Friday, April 18, 2014
By Steve Mistler firstname.lastname@example.org
Democratic gubernatorial candidate Mike Michaud announced Monday that his campaign committee has collected $1 million in donations.
U.S. Rep. Mike Michaud, a Democratic candidate for Maine governor, has already raised $1 million in donations.
2013 Press Herald File Photo/Tim Greenway
Michaud is in a three-way race with Republican Gov. Paul LePage and independent Eliot Cutler. His campaign said Monday that it received $700,000 in the latest reporting period, which covered the last six months of 2013. Michaud, who announced his candidacy in June, pulled in $313,000 during 18 days of fundraising in June.
LePage and Cutler have not released their most recent campaign finance reports, which are due Jan. 15. A spokesman for the LePage campaign did not indicate when it will release its report. A spokeswoman for Cutler said the campaign will release its report at the deadline.
LePage’s first 2013 finance report showed $123,000 in donations, bringing his total at the time to nearly $340,000. The governor’s campaign said at the time that it expected an increase in contributions in the second half of 2013, after the Legislature adjourned. Campaign finance laws prohibit the governor’s campaign from receiving donations from corporations that deploy lobbyists during the legislative session.
Cutler reported $430,000 in contributions through June.
In a prepared statement, Michaud said the latest round of donations showed that voters “are hungry for change and a leader with a proven record of bringing people together.”
According to the Michaud campaign, the Democratic congressman’s contributions came from more than 3,700 donors. Nearly 87 percent of the donations were made by individuals, and 82 percent were from Maine. His campaign also said that nearly 45 percent of his donors gave $50 or less.
Brent Littlefield, the governor’s political adviser, said in an email that “three decade politician Michael Michaud has been schooled in the ways of Washington where raising campaign cash is a higher priority than solving people’s problems.”
Cutler’s spokeswoman Crystal Canney would not say how much the campaign drew in donations over the last six months of 2013, only that it is “very pleased” with its fundraising.
Michaud’s $1 million puts him on track to eclipse the total donations to LePage and Cutler in 2010. However, all of the candidates are fundraising under much higher individual donor limits. In 2010, candidates were allowed to accept as much as $750 per election. For party candidates, that meant $750 for the primary and $750 for the general election for a total of $1,500 per donor.
The limits were doubled in 2011, so party candidates can receive $1,500 for the primary and $1,500 for the general election, for a total of $3,000 per donor. Michaud’s campaign said 82 people have made the maximum $3,000 contribution.
As an independent, Cutler has no primary so he will not be able draw more than $1,500 per donor.
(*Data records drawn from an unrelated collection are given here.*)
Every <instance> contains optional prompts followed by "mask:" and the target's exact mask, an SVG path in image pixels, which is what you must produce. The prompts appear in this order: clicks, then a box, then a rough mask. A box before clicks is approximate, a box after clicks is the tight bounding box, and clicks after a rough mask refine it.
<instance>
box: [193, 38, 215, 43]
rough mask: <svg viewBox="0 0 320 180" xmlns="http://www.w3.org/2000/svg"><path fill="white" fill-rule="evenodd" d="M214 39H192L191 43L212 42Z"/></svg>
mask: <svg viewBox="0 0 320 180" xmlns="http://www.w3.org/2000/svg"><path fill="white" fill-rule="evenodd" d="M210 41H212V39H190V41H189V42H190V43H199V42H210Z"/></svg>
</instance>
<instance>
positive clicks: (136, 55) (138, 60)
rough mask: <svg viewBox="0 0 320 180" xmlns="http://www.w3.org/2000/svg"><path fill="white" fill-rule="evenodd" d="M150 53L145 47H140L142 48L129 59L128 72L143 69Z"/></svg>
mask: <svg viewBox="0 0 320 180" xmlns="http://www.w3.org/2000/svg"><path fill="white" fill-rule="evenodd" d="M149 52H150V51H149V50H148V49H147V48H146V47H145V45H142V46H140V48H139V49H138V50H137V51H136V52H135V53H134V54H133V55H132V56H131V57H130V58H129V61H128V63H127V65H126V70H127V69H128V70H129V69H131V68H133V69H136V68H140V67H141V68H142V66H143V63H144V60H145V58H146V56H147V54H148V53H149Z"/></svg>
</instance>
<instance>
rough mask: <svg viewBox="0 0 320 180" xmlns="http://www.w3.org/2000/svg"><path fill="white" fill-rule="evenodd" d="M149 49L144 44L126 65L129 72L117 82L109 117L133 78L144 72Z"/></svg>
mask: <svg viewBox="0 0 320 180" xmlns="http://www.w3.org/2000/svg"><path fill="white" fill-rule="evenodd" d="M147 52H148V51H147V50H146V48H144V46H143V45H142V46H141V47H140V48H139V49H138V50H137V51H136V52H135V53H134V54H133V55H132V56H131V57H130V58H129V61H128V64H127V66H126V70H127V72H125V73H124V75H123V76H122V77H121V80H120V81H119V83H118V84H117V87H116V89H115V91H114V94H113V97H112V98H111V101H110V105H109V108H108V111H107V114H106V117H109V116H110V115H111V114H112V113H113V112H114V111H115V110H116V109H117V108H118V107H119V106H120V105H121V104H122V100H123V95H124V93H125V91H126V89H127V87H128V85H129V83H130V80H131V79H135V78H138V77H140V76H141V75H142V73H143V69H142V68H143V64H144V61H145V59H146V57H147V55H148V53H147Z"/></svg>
Additionally, spending by outside groups could dwarf spending by the campaign committees. Such groups targeted Maine’s 2010 gubernatorial race, as well as legislative races in 2010 and 2012, shattering spending records in both election cycles.
LePage’s campaign pulled in close to $1.4 million in 2010, while Cutler brought in more than $2.1 million. Both were privately financed candidates. Democrat Libby Mitchell, who finished third in the 2010 race, was a publicly financed candidate, which allowed her campaign to receive a set amount of public funds when her competitors spent more money. Mitchell spent $1.9 million during the 2010 race.